Le Pranayama est un vaste sujet et cet article rend uniquement compte de mon expérience au

Santosh Puri Ashram et de l’enseignement de Ganga Puri Rox. Il n’a aucunement prétention à être exhaustif sur le sujet.



Ce n’est qu’après quelques années de pratique du yoga et presque autant de séjours au Santosh

Puri Ashram que le Pranayama est devenu pour moi une pratique quotidienne, la suite logique de la pratique posturale et le trait d’union nécessaire entre asanas et méditation.

Pratiquer le Pranayama enrichit ma pratique posturale en la rendant plus consciente, plus subtile et facilite et renforce mon expérience de la méditation ou du moins des états méditatifs les rendant plus rapidement accessibles et plus profonds.


Il est difficile de partager une telle pratique et encore plus l’expérience des ressentis. Mais peut-

être est-il utile d’apporter ici quelques éléments théoriques de base pour situer globalement la

pratique du Pranayama dans le Yoga dans son sens large, c’est-à-dire comme système complet

englobant plusieurs membres (ou piliers) permettant l’union (cf. l’éthymologie du mot Yoga) de

l’être humain dans ses différents aspects (physique, psychique et spirituel) et l’union de l’être

humain avec la Conscience universelle ou le Divin.

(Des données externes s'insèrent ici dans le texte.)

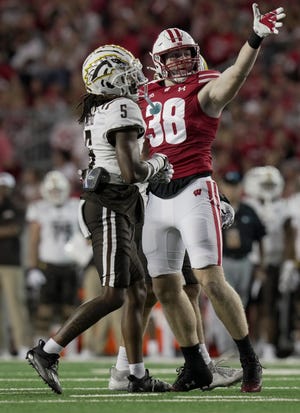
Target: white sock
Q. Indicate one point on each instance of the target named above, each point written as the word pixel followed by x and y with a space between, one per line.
pixel 138 370
pixel 52 347
pixel 122 361
pixel 204 353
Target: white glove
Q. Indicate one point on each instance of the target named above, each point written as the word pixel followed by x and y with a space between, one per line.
pixel 227 214
pixel 160 169
pixel 35 278
pixel 289 277
pixel 265 24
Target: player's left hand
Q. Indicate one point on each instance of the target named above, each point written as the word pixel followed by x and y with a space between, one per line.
pixel 265 24
pixel 227 212
pixel 164 176
pixel 289 277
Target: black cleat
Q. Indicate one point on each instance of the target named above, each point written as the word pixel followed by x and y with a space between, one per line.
pixel 252 375
pixel 46 365
pixel 189 380
pixel 147 384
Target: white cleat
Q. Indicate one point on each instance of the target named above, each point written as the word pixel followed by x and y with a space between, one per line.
pixel 118 380
pixel 223 376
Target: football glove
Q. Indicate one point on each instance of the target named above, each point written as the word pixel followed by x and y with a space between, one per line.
pixel 265 24
pixel 227 212
pixel 160 169
pixel 289 277
pixel 35 278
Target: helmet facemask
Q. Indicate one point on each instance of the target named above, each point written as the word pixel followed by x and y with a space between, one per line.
pixel 55 188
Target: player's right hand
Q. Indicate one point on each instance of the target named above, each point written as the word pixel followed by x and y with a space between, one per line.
pixel 265 24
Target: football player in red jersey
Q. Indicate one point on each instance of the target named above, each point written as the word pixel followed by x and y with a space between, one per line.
pixel 182 113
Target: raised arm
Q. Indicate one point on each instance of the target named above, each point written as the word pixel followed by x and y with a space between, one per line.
pixel 218 93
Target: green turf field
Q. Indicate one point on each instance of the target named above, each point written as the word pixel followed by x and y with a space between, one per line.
pixel 85 390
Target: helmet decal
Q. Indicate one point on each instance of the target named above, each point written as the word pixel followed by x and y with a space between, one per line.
pixel 112 70
pixel 170 40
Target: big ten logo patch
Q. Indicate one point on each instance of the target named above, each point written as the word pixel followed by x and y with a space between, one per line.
pixel 197 192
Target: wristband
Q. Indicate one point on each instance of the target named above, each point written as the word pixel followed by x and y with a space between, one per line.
pixel 254 40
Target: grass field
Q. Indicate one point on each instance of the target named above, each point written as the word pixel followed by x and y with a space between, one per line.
pixel 85 390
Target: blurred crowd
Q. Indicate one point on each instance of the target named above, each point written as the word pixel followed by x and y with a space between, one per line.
pixel 43 45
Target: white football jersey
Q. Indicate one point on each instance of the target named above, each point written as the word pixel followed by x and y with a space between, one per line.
pixel 273 216
pixel 293 211
pixel 58 225
pixel 114 115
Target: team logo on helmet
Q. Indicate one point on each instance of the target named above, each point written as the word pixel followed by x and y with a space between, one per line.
pixel 112 70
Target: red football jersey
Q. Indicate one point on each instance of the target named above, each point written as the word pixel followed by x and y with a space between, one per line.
pixel 181 130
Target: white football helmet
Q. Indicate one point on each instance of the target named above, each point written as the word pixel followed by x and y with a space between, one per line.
pixel 113 70
pixel 168 41
pixel 55 188
pixel 264 182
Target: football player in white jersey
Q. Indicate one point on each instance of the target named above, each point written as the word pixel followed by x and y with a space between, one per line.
pixel 52 221
pixel 111 207
pixel 263 189
pixel 289 279
pixel 182 120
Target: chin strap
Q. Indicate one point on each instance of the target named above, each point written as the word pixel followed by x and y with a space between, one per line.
pixel 155 107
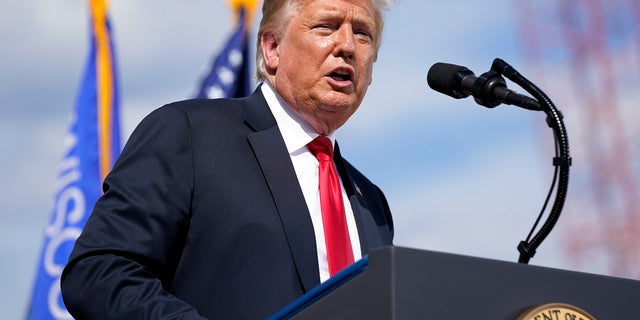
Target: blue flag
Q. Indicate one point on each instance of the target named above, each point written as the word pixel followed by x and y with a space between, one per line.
pixel 229 75
pixel 90 148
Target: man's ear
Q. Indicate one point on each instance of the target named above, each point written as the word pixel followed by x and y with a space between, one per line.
pixel 270 51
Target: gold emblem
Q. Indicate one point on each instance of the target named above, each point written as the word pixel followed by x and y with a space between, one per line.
pixel 556 311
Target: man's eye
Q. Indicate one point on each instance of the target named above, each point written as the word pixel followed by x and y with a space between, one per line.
pixel 364 34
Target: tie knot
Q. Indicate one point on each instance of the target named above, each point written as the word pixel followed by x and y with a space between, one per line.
pixel 321 148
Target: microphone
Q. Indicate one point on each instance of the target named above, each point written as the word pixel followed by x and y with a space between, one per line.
pixel 488 90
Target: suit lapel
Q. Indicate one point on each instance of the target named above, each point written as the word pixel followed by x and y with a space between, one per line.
pixel 273 157
pixel 354 194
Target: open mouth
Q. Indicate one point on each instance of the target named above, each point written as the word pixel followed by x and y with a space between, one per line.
pixel 341 75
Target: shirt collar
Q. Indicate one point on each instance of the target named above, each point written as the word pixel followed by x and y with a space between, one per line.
pixel 296 132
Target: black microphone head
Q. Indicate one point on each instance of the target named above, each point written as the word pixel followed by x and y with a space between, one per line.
pixel 447 78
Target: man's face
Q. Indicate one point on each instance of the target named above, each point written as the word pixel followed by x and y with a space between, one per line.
pixel 322 63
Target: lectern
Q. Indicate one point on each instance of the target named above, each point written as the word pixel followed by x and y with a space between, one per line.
pixel 402 283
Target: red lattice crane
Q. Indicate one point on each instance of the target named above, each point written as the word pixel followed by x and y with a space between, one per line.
pixel 588 51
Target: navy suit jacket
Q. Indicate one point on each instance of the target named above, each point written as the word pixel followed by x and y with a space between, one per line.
pixel 203 216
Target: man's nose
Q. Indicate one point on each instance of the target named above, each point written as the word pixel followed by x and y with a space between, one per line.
pixel 345 42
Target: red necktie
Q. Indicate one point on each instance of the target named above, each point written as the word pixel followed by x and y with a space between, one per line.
pixel 336 234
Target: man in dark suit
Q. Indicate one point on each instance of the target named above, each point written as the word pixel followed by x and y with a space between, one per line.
pixel 212 210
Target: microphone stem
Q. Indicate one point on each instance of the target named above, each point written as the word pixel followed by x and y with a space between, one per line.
pixel 562 161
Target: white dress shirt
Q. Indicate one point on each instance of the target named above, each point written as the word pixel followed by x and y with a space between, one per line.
pixel 297 133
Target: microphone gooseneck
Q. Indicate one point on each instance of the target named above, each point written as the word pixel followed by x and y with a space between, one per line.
pixel 490 90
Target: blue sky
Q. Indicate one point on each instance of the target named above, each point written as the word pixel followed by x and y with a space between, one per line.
pixel 460 178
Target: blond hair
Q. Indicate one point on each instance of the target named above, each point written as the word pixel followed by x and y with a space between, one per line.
pixel 276 14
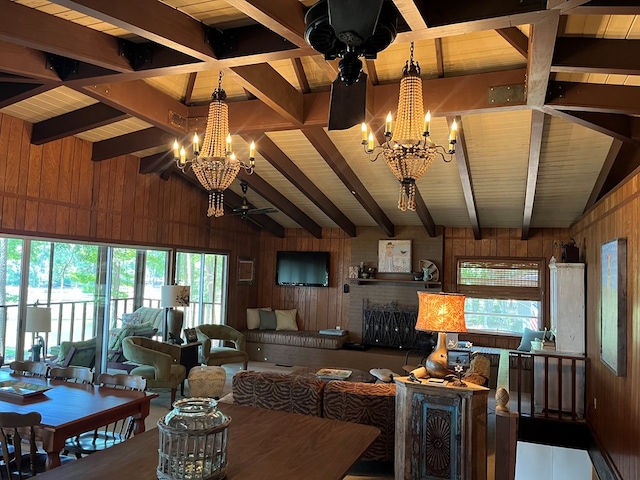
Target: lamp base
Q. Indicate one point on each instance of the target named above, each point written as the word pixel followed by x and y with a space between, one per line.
pixel 437 362
pixel 175 319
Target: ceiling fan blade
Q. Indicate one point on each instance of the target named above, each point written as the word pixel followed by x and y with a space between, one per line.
pixel 348 103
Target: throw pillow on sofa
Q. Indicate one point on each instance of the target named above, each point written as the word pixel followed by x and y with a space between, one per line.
pixel 253 317
pixel 267 320
pixel 286 319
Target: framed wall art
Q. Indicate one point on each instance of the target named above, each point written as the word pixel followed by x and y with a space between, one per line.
pixel 394 256
pixel 246 270
pixel 613 306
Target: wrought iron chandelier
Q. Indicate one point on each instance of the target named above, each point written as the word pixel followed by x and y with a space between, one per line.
pixel 215 164
pixel 408 151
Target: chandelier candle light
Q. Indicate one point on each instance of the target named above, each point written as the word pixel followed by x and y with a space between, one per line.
pixel 215 164
pixel 408 149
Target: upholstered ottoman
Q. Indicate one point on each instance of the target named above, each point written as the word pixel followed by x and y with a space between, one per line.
pixel 278 391
pixel 206 381
pixel 367 403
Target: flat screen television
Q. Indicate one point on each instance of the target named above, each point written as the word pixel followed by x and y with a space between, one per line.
pixel 306 269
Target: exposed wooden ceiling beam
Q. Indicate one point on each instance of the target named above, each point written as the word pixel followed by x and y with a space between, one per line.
pixel 612 155
pixel 189 88
pixel 591 97
pixel 612 124
pixel 157 163
pixel 26 61
pixel 264 82
pixel 596 55
pixel 231 200
pixel 131 142
pixel 300 75
pixel 464 171
pixel 141 100
pixel 424 214
pixel 77 121
pixel 282 203
pixel 541 43
pixel 411 14
pixel 152 20
pixel 77 42
pixel 535 146
pixel 456 95
pixel 325 147
pixel 284 17
pixel 276 157
pixel 372 73
pixel 439 57
pixel 516 39
pixel 12 93
pixel 462 25
pixel 625 163
pixel 605 7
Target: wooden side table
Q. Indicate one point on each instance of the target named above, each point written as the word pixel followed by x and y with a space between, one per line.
pixel 188 358
pixel 441 431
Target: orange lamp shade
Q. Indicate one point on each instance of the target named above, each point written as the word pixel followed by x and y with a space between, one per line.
pixel 440 312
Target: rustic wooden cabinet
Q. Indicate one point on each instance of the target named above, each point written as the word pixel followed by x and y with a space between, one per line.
pixel 567 295
pixel 441 431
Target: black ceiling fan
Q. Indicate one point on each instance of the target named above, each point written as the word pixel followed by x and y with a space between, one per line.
pixel 246 208
pixel 349 30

Le système de l’Ashtanga Yoga (à ne pas confondre avec l’ashtanga vinyasa yoga de Pattabhi

Joys), selon Patajanli, comporte 8 membres et est la voie du Raja Yoga :

Yamas, Niyamas, Asanas, Pratyara, Pranayama, Dharana, Dhyana et Samadhi


Le Hatha Yoga se réfère à un système à 7 membres :

Shatkarma, Asanas, Mudras, Pratyara, Pranayama, Dhyana et Samadhi


Dans ces 2 systèmes, le Pranayama (qu’il soit placé juste avant ou juste après) est associé à

Pratyara.

Pratyara est le retrait des sens et crée la patience.

Pranayama est le contrôle du souffle et apporte la lumière.


Ensemble, Pratyara et Pranayama donnent accès à l’équilibre et constituent un pont entre les

pratiques plus physiques (Yamas, Niyamas, Shatkarma, Mudras et Asanas), et celles, plus subtiles (Dharana, Dhyana et et Samadhi).


Pranamaya Kosha, le corps énergétique est le lieu du Pranayama, lequel fait aussi le pont entre

nos autres corps (physique et émotionnel, intellectuel et celui de la félicité.)


Le Pranayama est la gestion de la respiration, dans sa dimension énergétique.

Prana signifie la force vitale et Ayam est le contrôle.


Le Prana est l’aspect subtile de la respiration : Pra signifie le suprême et Na la manifestation.


On prend soin de tout le corps avec le Prana en l’amenant dans des parties spécifiques.

Le Prana circule dans des « canaux », les Nadis. Nadi signifie « courant / flot » et est l’aspect subtile des « nerfs ». Il y a 72000 nadis dans le corps (Pranamaya Kosha)


Le long de la colonne s’élèvent 3 principaux Nadis :

  • Ida : narine gauche / Chandra, la lune / énergie féminine / le froid / le yin…

  • Pingala : narine droite / Surya, le soleil / énergie masculine / le chaud / le yang…

  • Sushumna : la canal central au bas duquel est lovée l’énergie dormante de la Kundalini et par lequel elle s’élève.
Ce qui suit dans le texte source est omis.